Achat immobilier neuf : quel est le vrai taux d'intérêt du moment en VEFA ?
Et si le meilleur taux immobilier du moment se trouvait dans le neuf ? Grâce au PTZ, aux financements complémentaires et autres prêts bonifiés, certains ménages réduisent fortement le coût de leur crédit et préservent leur pouvoir d'achat malgré un marché moins favorable. Voici quel taux réel obtenir en VEFA, selon CAFPI.
Alors que les taux immobiliers repartent légèrement à la hausse en 2026 et qu’il devrait continuer de grimper d’ici la fin d’année, un constat s’impose : dans le logement neuf, le taux affiché par les banques ne reflète plus toujours le coût réel du financement. Grâce à l’empilement de prêts aidés, certains acquéreurs en VEFA, Vente en l’état futur d’achèvement parviennent encore à financer leur projet à un taux global proche de ceux observés à l’époque des crédits historiquement bas.
En VEFA, le taux réel peut tomber sous les 1,2 %
Les dispositifs réservés ou favorables au neuf continuent de jouer un rôle déterminant. Entre le Prêt à taux zéro, PTZ, les prêts employeurs, les offres complémentaires proposées par certains établissements et les financements liés à la performance énergétique, le coût moyen du crédit peut être fortement réduit.
La démonstration est frappante pour un couple percevant 4 000 euros de revenus mensuels et achetant un appartement neuf de 80 m². Pour un besoin de financement de 350 000 euros sur 25 ans, la répartition du plan de financement permet de combiner 157 500 euros de PTZ, 20 000 euros de prêt complémentaire à 0 %, 30 000 euros de prêt Action Logement à 1 %, 17 500 euros de prêt « Immo Durable » à taux nul et seulement 125 000 euros de crédit bancaire classique à 3,20 %.

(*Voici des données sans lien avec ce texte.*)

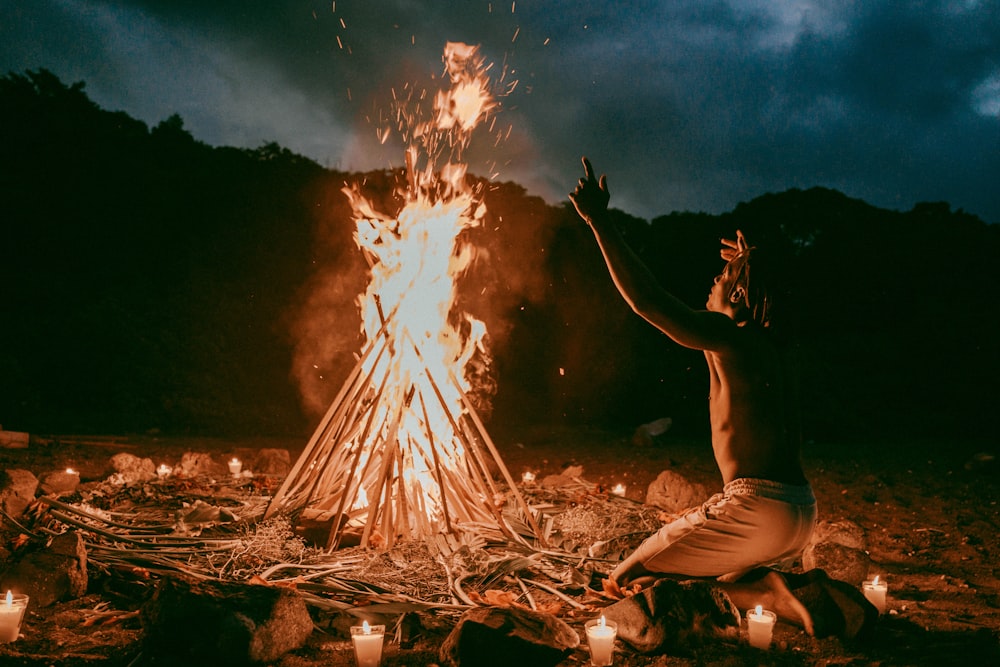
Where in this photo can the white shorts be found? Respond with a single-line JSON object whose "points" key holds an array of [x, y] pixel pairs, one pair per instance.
{"points": [[753, 522]]}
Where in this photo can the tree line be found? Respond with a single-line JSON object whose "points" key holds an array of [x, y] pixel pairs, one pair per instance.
{"points": [[150, 281]]}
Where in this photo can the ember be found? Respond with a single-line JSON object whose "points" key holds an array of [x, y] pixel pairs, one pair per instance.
{"points": [[401, 452]]}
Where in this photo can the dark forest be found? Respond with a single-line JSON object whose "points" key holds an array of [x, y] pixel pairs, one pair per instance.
{"points": [[151, 283]]}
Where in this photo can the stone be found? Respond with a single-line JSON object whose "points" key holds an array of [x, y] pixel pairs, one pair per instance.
{"points": [[14, 439], [271, 462], [675, 617], [672, 492], [54, 573], [17, 490], [222, 623], [59, 482], [491, 636], [847, 533], [133, 467], [197, 464], [839, 561], [837, 608]]}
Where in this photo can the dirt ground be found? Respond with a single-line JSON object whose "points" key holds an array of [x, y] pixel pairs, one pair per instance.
{"points": [[929, 510]]}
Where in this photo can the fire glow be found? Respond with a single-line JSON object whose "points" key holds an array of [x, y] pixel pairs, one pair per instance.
{"points": [[404, 457]]}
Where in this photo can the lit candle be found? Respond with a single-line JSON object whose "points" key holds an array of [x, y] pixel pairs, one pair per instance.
{"points": [[601, 638], [875, 591], [367, 641], [760, 625], [11, 613]]}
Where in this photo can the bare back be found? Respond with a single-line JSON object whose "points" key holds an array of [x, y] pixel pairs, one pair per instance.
{"points": [[751, 406]]}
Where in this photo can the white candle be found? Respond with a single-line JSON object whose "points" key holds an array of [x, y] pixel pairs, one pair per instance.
{"points": [[11, 614], [601, 638], [875, 591], [367, 641], [760, 625]]}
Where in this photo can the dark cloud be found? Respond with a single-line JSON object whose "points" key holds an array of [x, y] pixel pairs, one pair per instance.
{"points": [[686, 105]]}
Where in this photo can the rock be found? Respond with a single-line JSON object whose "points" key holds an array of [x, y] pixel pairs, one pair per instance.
{"points": [[59, 482], [128, 469], [570, 475], [271, 462], [222, 623], [675, 617], [845, 532], [14, 439], [197, 464], [55, 573], [837, 608], [491, 636], [839, 561], [672, 492], [17, 490]]}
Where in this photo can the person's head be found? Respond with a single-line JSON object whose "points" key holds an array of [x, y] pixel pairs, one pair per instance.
{"points": [[736, 294]]}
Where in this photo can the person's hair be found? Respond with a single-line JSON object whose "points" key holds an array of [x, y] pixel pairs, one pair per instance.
{"points": [[756, 284]]}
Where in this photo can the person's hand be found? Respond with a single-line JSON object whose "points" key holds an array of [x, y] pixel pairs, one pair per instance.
{"points": [[732, 249], [590, 196]]}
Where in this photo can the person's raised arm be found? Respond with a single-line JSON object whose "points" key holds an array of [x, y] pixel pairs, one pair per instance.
{"points": [[694, 329]]}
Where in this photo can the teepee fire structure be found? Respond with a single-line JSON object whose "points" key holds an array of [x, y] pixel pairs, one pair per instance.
{"points": [[401, 453]]}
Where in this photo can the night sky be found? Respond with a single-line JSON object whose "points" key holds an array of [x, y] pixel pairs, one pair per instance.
{"points": [[690, 105]]}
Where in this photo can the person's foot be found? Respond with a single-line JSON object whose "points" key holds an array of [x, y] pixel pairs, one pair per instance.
{"points": [[784, 603], [769, 589]]}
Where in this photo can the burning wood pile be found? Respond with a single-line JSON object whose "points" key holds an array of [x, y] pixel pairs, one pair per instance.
{"points": [[401, 453]]}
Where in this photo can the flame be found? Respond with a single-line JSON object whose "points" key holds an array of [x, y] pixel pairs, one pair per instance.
{"points": [[416, 256]]}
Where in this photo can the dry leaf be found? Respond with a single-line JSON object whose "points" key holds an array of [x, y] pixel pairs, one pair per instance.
{"points": [[500, 598]]}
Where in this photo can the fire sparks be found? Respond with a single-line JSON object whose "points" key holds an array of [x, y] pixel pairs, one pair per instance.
{"points": [[399, 454]]}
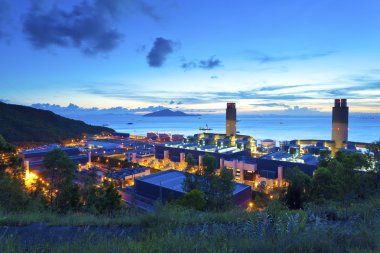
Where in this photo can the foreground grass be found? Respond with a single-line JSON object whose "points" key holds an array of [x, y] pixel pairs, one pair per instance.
{"points": [[353, 228]]}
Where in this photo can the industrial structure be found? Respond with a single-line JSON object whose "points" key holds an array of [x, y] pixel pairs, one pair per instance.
{"points": [[340, 123], [231, 119], [169, 184]]}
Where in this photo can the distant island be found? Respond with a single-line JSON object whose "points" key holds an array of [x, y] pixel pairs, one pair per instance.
{"points": [[169, 113], [24, 124]]}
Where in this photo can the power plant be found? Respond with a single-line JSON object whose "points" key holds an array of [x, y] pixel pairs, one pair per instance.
{"points": [[340, 123], [231, 119]]}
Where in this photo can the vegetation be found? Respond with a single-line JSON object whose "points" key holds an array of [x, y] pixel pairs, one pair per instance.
{"points": [[58, 193], [217, 190], [115, 163], [344, 178], [175, 229], [190, 161], [22, 124]]}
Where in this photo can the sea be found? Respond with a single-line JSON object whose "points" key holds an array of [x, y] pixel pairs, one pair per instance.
{"points": [[362, 128]]}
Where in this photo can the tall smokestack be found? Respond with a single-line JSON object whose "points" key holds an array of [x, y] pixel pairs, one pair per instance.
{"points": [[231, 119], [340, 123]]}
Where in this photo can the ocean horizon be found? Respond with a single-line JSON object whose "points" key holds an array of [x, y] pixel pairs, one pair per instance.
{"points": [[362, 128]]}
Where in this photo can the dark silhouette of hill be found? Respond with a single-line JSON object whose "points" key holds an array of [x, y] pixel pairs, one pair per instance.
{"points": [[23, 124]]}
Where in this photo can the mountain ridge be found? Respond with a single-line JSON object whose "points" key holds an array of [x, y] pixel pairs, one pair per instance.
{"points": [[24, 124]]}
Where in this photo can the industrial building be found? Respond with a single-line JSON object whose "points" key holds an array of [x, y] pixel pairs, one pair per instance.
{"points": [[126, 176], [34, 157], [340, 123], [169, 184], [177, 152], [231, 119]]}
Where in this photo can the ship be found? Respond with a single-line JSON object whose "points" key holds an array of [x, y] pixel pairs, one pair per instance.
{"points": [[206, 128]]}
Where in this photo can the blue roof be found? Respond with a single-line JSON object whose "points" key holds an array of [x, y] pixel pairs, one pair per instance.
{"points": [[125, 172], [173, 179]]}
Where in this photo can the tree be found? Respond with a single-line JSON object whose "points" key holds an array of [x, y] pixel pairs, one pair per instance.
{"points": [[226, 187], [193, 199], [298, 190], [68, 198], [104, 200], [59, 171], [209, 165], [323, 185], [12, 195], [374, 150], [190, 161], [190, 182], [217, 190]]}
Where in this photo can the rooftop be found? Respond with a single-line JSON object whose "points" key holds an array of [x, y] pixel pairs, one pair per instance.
{"points": [[125, 172], [173, 179]]}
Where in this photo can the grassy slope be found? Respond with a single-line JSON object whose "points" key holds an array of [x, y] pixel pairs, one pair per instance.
{"points": [[20, 124], [172, 229]]}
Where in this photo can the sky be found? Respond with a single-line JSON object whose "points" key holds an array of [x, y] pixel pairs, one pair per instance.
{"points": [[265, 55]]}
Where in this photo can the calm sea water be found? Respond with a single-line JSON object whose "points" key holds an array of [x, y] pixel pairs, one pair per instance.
{"points": [[361, 127]]}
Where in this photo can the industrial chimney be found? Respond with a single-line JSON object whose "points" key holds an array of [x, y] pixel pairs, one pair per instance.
{"points": [[340, 123], [231, 119]]}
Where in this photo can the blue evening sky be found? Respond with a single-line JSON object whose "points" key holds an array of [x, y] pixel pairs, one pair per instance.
{"points": [[192, 55]]}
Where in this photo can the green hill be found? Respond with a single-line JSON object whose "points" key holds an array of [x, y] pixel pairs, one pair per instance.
{"points": [[23, 124]]}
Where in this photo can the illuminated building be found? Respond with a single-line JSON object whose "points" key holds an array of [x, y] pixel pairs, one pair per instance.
{"points": [[231, 119]]}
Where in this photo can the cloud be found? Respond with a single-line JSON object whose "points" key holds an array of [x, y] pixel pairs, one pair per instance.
{"points": [[189, 65], [271, 105], [159, 52], [90, 26], [302, 111], [267, 58], [210, 63], [173, 102], [280, 87]]}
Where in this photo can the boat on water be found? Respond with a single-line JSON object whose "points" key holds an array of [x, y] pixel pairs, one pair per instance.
{"points": [[206, 128]]}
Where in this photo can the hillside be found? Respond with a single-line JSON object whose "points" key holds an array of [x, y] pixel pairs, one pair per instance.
{"points": [[169, 113], [22, 124]]}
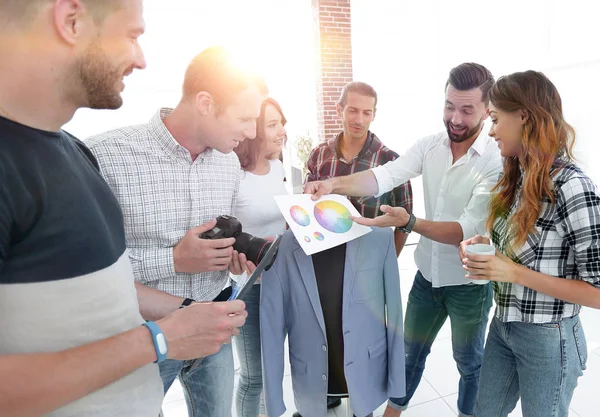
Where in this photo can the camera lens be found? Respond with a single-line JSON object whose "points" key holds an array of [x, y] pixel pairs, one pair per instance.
{"points": [[253, 247]]}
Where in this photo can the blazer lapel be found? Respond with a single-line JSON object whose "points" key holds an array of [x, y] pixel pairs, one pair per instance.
{"points": [[307, 272]]}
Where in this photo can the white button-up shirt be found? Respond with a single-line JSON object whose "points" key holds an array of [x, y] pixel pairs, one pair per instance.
{"points": [[457, 192]]}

Résultat : le taux pondéré ressort à seulement 1,19 %, selon le courtier CAFPI. L’économie atteint 317 euros par mois sur la mensualité globale.
Simulation prêt en VEFA
Profil de l'acquéreur : couple avec 4 000 € de revenus mensuels, achat d'un appartement neuf de 80 m² en VEFA, financement sur 25 ans.

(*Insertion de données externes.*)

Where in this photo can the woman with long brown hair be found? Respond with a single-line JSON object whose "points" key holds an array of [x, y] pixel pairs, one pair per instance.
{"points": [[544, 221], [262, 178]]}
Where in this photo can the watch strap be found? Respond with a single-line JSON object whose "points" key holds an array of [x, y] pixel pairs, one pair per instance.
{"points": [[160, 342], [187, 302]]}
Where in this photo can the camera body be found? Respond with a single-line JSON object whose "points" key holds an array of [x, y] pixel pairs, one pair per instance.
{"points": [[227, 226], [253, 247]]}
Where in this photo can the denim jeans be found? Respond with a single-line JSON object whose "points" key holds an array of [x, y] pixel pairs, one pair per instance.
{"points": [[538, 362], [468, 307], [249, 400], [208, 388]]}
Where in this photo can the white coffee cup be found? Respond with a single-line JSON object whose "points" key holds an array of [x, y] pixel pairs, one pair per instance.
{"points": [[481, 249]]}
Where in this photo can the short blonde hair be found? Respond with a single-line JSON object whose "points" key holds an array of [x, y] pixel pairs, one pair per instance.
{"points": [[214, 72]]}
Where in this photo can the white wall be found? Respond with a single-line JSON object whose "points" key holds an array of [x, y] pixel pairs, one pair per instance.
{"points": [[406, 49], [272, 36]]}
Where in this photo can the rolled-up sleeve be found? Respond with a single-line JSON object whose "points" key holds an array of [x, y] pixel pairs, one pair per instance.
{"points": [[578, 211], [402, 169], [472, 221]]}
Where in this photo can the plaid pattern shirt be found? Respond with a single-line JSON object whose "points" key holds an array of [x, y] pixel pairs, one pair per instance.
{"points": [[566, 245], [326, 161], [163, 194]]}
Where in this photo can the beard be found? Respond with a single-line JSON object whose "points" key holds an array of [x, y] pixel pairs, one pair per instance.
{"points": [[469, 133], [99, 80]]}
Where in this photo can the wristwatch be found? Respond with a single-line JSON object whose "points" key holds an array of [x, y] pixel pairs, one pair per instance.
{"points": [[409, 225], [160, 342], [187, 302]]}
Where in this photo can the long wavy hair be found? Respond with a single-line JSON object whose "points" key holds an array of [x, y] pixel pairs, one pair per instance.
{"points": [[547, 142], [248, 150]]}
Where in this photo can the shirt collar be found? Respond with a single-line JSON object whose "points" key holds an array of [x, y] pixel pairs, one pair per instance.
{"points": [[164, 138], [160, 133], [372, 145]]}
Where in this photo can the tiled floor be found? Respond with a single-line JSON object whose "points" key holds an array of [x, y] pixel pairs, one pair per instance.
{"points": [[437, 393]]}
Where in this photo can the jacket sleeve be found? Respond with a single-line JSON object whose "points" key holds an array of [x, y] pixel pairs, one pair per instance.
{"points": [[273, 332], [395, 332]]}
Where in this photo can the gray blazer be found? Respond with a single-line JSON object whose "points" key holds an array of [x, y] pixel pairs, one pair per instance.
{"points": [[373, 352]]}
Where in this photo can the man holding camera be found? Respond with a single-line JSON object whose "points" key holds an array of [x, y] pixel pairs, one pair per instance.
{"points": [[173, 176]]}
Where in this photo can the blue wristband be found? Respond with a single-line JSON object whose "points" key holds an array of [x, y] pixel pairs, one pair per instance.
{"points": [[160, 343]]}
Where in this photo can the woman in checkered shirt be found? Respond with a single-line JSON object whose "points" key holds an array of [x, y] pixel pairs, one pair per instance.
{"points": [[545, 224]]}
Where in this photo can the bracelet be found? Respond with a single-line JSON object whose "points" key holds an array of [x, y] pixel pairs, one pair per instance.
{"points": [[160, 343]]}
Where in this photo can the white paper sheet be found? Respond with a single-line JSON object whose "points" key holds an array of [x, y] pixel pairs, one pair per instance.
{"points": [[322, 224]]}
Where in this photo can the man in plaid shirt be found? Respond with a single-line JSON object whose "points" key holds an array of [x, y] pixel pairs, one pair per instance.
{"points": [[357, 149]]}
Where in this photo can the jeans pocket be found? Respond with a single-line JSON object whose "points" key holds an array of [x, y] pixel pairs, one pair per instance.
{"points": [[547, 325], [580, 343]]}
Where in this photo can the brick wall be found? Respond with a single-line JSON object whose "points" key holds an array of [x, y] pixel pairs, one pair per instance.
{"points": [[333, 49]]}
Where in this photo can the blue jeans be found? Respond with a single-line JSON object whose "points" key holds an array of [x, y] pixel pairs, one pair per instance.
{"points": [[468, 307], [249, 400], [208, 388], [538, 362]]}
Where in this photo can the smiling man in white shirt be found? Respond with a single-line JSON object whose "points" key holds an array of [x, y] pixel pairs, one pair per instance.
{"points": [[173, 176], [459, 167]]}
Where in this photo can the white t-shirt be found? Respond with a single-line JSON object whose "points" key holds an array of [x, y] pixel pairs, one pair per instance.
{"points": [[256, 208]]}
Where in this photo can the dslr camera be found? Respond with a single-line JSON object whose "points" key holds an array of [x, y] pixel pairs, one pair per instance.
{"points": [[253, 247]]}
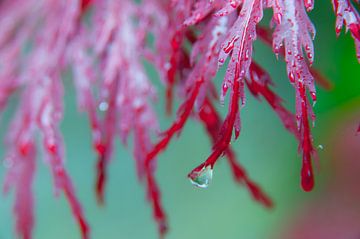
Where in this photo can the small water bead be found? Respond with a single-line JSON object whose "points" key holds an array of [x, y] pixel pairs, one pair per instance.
{"points": [[103, 106], [202, 178]]}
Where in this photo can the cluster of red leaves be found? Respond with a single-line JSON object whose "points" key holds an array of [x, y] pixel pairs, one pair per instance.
{"points": [[105, 51]]}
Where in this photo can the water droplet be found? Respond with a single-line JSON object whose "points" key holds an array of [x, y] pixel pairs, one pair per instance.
{"points": [[103, 106], [201, 178]]}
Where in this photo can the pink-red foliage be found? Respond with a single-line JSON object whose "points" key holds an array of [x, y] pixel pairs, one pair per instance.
{"points": [[104, 44]]}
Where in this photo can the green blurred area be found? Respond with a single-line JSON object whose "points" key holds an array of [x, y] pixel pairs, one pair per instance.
{"points": [[225, 209]]}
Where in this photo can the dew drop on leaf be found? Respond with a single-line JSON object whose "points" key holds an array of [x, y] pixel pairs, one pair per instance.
{"points": [[202, 178]]}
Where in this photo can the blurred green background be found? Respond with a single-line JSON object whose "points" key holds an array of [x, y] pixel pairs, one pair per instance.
{"points": [[225, 209]]}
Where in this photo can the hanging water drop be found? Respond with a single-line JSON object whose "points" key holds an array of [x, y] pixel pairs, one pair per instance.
{"points": [[103, 106], [201, 178]]}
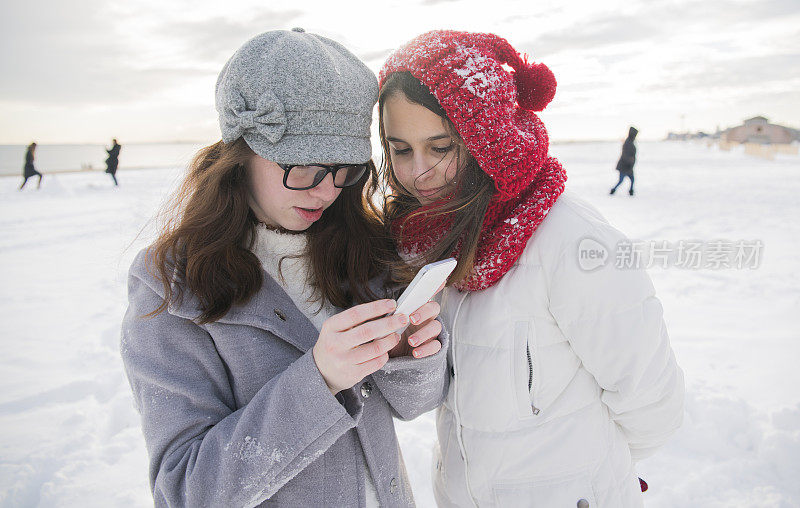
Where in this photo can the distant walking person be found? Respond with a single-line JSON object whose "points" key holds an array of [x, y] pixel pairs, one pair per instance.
{"points": [[627, 160], [113, 160], [29, 171]]}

| Type de financement | Taux d'intérêt | Montant financé |
|---|---|---|
| Prêt à taux zéro (PTZ) | 0 % | 157 500 € |
| Prêt complémentaire « Booster PTZ » | 0 % | 20 000 € |
| Prêt Action Logement (1 % patronal) | 1 % | 30 000 € |
| Prêt « Immo Durable » | 0 % | 17 500 € |
| Crédit immobilier classique | 3,20 % | 125 000 € |
| Total du financement | - | 350 000 € |
| Résultat de la simulation | Valeur | |
| Taux d'intérêt pondéré global | 1,19 % | |
| Économie sur la mensualité | 317 €/mois |
Source : CAFPI, simulation 2026.
La remontée des taux de crédit immobilier ne décourage pas les acheteurs
Cette performance intervient pourtant dans un contexte moins favorable. Selon le Baromètre CAFPI 2026, les taux immobiliers ont progressé de 0,2 point en moyenne sur un an. Pour un emprunt de 200 000 euros sur 25 ans, cela représente environ 22 euros de mensualité supplémentaire.

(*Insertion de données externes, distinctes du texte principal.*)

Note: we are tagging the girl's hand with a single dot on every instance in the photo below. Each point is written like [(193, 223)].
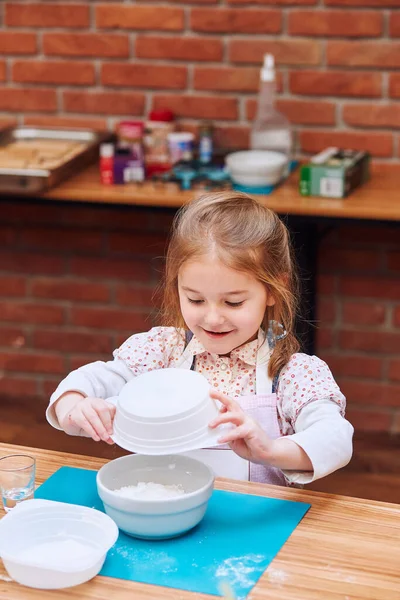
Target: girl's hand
[(92, 416), (247, 439)]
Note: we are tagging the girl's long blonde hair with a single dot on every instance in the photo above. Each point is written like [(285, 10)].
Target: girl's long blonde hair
[(245, 236)]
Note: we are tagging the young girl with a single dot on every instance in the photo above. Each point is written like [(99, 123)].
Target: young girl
[(229, 306)]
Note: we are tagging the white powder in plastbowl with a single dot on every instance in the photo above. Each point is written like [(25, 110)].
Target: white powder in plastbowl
[(56, 554), (150, 491)]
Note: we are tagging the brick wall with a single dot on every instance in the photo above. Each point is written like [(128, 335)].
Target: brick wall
[(92, 63), (76, 281)]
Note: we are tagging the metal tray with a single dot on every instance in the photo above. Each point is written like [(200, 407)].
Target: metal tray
[(35, 180)]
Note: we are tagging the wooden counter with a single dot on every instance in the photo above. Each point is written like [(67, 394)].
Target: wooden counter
[(343, 548), (379, 199)]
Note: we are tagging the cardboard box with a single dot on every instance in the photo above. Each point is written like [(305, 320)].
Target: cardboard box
[(334, 173)]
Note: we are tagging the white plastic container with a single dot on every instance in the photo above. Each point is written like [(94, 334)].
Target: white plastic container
[(256, 167), (51, 545), (165, 411), (156, 519), (271, 129), (180, 145)]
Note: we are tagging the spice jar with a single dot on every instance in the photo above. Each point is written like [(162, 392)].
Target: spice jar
[(157, 128)]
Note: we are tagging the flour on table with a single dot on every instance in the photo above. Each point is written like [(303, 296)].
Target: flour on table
[(150, 491)]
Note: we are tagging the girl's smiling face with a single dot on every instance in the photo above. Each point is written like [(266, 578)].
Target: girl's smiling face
[(224, 308)]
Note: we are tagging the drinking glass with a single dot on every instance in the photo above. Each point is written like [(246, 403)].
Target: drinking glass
[(17, 479)]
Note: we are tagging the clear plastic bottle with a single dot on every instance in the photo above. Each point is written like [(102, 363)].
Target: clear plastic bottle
[(271, 130)]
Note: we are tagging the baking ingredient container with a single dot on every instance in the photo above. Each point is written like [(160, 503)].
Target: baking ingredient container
[(156, 519), (51, 545)]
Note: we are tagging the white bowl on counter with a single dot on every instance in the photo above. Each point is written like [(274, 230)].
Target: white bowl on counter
[(256, 167), (51, 545), (156, 519), (165, 411)]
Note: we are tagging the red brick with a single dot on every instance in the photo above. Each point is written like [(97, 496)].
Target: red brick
[(179, 48), (70, 289), (86, 44), (28, 99), (394, 370), (30, 312), (116, 103), (49, 14), (201, 107), (30, 262), (64, 72), (110, 318), (139, 17), (342, 259), (31, 363), (302, 112), (16, 387), (233, 20), (12, 285), (13, 337), (335, 83), (144, 76), (339, 23), (60, 240), (394, 85), (128, 295), (286, 52), (378, 144), (227, 79), (364, 3), (327, 310), (370, 341), (276, 2), (394, 261), (369, 420), (8, 236), (232, 137), (364, 54), (72, 341), (324, 338), (394, 24), (370, 393), (353, 365), (396, 316), (12, 42), (363, 313), (372, 115), (326, 284), (71, 122), (119, 268), (370, 287), (147, 244)]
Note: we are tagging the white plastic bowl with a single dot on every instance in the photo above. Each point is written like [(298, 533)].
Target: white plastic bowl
[(50, 545), (166, 411), (256, 167), (156, 519)]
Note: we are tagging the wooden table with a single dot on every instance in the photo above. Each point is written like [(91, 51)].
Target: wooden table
[(344, 548), (378, 200)]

Malgré cette hausse, les projets immobiliers résistent. D’après l’étude, 95 % des Français ne croient plus à un retour durable des taux sous les 3 % d’ici la fin de l’année. Pourtant, seuls 7 % déclarent avoir reporté leur achat. « Les Français ont intégré que l'environnement de taux bas appartient au passé. Plutôt que d'attendre un hypothétique retournement du marché, ils adaptent leurs projets et leurs critères d'achat », souligne Julien Langlade, président de CAFPI.
Les pistes pour relancer davantage l’accession dans le neuf
Pour le courtier, plusieurs évolutions réglementaires pourraient renforcer l’accès à la propriété. L’une des principales mesures consisterait à créer un PTZ familial sans condition de ressources pour les couples ayant au moins un enfant de moins de cinq ans.
Le groupe plaide également pour un assouplissement de la règle des 35 % d’endettement (soit 6 % des dossiers non finalisés depuis 2024 concernés par ce dépassement de seuil) et pour l’extension du dispositif Jeanbrun aux logements anciens et aux maisons individuelles afin de soutenir l’investissement locatif.
En attendant ces mesures complémentaires, le neuf conserve donc un avantage compétitif majeur : au-delà du prix d’achat, c’est aujourd’hui le montage financier qui permet souvent de décrocher le véritable meilleur taux du marché.